Breast cancer is driven by abnormal activity of the estrogen receptor (ER). Surgery and radiation therapy are effective treatment strategies when the tumour is confined within the breast. However, for cancers that spread out of the breast, the major treatment strategy is to completely eliminate activity of ER. This is called hormone deprivation therapy and has been employed for the past century.
For some, endocrine therapy can be very effective and has led to increased survival rates, but often the side-effects are debilitating and patients feel miserable. For others, this therapy does not work at the outset or their cancer becomes resistant. It is these highly aggressive therapyresistant tumours that kill patients with breast cancer. The overwhelming evidence indicates that hormone deprivation therapy has run its course in providing a survival advantage to people with breast cancer.

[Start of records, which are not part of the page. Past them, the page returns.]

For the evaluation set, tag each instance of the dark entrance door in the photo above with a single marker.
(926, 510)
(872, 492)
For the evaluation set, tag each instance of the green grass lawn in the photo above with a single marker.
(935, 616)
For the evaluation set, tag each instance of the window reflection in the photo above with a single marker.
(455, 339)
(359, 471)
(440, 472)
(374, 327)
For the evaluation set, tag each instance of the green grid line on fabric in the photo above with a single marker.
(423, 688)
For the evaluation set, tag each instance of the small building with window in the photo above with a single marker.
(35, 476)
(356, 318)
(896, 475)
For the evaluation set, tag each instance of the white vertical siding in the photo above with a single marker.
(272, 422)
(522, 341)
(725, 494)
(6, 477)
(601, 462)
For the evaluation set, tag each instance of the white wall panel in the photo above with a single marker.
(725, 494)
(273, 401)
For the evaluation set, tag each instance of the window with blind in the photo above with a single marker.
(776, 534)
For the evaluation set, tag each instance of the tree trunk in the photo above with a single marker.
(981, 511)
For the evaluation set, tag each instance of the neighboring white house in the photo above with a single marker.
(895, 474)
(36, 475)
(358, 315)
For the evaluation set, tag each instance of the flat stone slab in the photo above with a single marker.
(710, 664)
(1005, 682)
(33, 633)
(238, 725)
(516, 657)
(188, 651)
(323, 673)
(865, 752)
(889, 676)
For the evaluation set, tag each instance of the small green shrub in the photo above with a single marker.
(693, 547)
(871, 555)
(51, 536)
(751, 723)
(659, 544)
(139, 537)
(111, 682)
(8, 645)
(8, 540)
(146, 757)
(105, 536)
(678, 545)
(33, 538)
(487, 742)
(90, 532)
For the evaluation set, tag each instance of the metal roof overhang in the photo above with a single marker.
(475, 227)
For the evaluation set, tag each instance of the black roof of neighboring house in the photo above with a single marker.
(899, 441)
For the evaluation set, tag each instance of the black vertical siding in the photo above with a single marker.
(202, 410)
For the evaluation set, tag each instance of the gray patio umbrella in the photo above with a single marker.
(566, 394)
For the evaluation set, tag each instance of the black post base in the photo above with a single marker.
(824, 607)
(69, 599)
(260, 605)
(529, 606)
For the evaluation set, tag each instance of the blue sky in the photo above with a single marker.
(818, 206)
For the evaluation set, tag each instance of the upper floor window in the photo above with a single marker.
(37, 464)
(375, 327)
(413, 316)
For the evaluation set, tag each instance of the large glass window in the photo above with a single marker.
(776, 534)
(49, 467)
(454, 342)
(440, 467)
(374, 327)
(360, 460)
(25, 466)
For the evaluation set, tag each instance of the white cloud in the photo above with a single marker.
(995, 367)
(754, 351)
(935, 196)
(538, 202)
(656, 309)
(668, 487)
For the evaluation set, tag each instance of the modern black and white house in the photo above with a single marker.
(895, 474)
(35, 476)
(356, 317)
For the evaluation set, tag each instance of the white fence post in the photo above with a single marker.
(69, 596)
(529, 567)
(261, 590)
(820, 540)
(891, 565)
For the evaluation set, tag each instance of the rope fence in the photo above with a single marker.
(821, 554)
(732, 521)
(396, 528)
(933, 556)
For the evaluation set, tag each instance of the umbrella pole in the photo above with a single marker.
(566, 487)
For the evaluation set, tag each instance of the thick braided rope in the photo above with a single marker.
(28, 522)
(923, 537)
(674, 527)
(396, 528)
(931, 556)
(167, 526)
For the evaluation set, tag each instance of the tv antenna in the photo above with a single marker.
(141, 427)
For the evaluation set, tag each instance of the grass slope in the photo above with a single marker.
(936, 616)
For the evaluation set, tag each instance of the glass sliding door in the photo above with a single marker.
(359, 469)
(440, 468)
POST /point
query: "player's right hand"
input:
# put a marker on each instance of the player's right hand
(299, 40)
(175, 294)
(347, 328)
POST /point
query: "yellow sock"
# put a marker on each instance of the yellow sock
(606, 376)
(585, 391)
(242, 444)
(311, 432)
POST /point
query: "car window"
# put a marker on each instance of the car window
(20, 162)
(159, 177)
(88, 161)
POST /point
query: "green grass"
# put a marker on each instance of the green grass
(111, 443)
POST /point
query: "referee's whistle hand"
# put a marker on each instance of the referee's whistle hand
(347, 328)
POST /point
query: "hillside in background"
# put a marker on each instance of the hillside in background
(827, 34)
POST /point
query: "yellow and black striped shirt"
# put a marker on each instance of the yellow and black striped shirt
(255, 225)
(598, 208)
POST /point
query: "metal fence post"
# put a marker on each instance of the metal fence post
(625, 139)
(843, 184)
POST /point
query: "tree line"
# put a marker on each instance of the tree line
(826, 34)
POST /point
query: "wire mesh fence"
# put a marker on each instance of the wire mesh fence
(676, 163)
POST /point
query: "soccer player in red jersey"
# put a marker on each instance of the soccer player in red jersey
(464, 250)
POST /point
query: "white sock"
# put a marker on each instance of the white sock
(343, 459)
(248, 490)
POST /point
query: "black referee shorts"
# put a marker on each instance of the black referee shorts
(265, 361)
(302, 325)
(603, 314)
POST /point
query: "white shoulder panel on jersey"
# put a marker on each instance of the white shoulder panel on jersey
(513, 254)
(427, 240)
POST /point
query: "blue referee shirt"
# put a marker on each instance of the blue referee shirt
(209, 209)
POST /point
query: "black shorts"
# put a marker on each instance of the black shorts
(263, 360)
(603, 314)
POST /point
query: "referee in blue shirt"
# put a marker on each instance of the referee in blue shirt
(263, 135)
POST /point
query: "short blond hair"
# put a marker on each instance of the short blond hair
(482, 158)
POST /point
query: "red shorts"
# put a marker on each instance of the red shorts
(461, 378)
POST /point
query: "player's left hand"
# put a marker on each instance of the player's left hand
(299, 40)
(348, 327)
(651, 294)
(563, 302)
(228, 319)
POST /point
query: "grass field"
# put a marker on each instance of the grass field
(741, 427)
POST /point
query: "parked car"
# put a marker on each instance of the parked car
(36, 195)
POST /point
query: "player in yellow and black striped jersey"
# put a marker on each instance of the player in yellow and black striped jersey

In this application, I propose a ground-breaking new treatment strategy that aims to rehabilitate rather than abolish activity of the ER, which drives breast cancer growth. This approach works by stimulating other hormonal pathways to push ER from "bad" to "good" DNA binding sites. This reverts normal cellular processes to impede ER action and halt tumour growth. I propose this can be achieved by repurposing drugs already used for other medical purposes, vastly increasing the speed of translating findings from the laboratory to the clinic. This strategy has strong potential to increase the lifespan of breast cancer patients who develop resistance to hormone deprivation therapies while improving their quality of life.